W1 = jnp.array(...) # init in some way, i.e., just uniform [-1, 1]
W2 = jnp.array(...)
W3 = jnp.array(...)
params = (W1, W2, W3)

apply_fn = jit(apply_fn)
kernel_fn = nt.empirical_ntk_fn(apply_fn)
k_train_train = kernel_fn(train_x, None, 'ntk', params)
k_test_train = kernel_fn(test_x, train_x, 'ntk', params)

cross_entropy = lambda fx, y_true: -jnp.mean(y_true * jnp.log(jax.experimental.stax.sigmoid(fx)) +\
                                             (1 - y_true) * jnp.log(1.0 - jax.experimental.stax.sigmoid(fx)))

predict_fn = nt.predict.gradient_descent(cross_entropy, k_train_train,
                                         train_y, learning_rate, momentum)
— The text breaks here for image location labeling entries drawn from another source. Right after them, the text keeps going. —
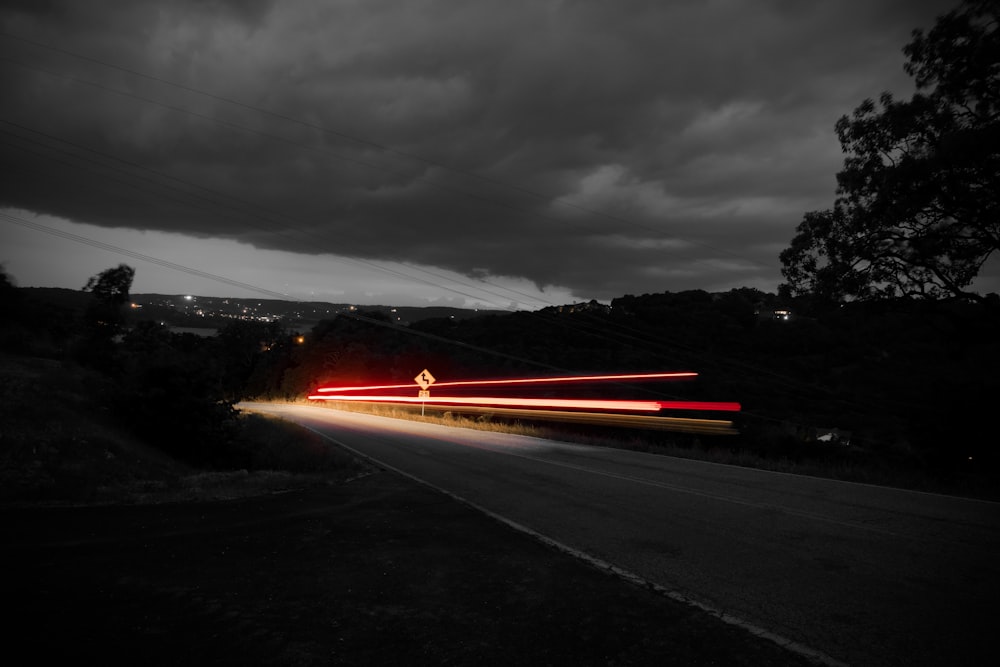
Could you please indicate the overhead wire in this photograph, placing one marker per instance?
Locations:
(603, 330)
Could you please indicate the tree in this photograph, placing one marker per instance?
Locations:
(918, 206)
(111, 291)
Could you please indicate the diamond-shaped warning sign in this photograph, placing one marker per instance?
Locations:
(425, 379)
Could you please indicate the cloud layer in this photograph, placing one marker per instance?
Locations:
(604, 148)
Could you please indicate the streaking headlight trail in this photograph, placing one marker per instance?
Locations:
(619, 412)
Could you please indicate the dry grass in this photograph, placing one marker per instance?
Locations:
(59, 445)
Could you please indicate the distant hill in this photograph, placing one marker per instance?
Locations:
(181, 310)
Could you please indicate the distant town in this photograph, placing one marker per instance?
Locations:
(204, 314)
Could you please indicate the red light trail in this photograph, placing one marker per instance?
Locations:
(565, 403)
(549, 380)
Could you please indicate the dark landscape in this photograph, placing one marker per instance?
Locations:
(635, 201)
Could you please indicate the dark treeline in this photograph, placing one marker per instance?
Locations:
(911, 381)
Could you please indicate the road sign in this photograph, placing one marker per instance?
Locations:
(425, 379)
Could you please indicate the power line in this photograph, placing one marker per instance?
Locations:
(561, 201)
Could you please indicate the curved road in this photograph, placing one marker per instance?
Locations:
(849, 573)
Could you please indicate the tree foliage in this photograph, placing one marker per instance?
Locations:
(918, 206)
(110, 288)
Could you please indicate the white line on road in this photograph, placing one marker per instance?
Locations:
(808, 652)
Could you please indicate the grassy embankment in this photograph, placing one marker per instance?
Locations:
(60, 444)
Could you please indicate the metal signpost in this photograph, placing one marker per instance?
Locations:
(424, 380)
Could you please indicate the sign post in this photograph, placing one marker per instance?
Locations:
(424, 380)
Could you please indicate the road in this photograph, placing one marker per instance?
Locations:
(855, 574)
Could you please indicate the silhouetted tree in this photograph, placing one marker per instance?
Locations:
(918, 206)
(111, 291)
fx_train_0 = apply_fn(params, train_x)
fx_test_0 = apply_fn(params, test_x)

# eval ------------
fx_train_t, fx_test_t = predict_fn(t=1e+6, fx_train_0=fx_train_0, fx_test_0=fx_test_0, k_test_train=k_test_train)

# calculating accuracies by fx_train gives 1.0 accuracy
# doing the same for fx_test gives ~ 0.5 accuracy
# with the idea that test x is just shuffled train x
romanngg commented 4 years ago

It looks OK to me, but again without seeing the fully-runnable code snippet it's hard to say for sure. A few comments: 1) you could try jax.nn.log_sigmoid for better numerical stability; 2) random-chance accuracy could be associated with silent broadcasting when computing the loss between targets and outputs (or maybe also inputs - np.matmul are very permissive in terms of input shapes), or maybe also due to NaNs or infinities somewhere - could you check that your test outputs have the same shape as targets, and that they are numerically reasonable? What if you train for less t?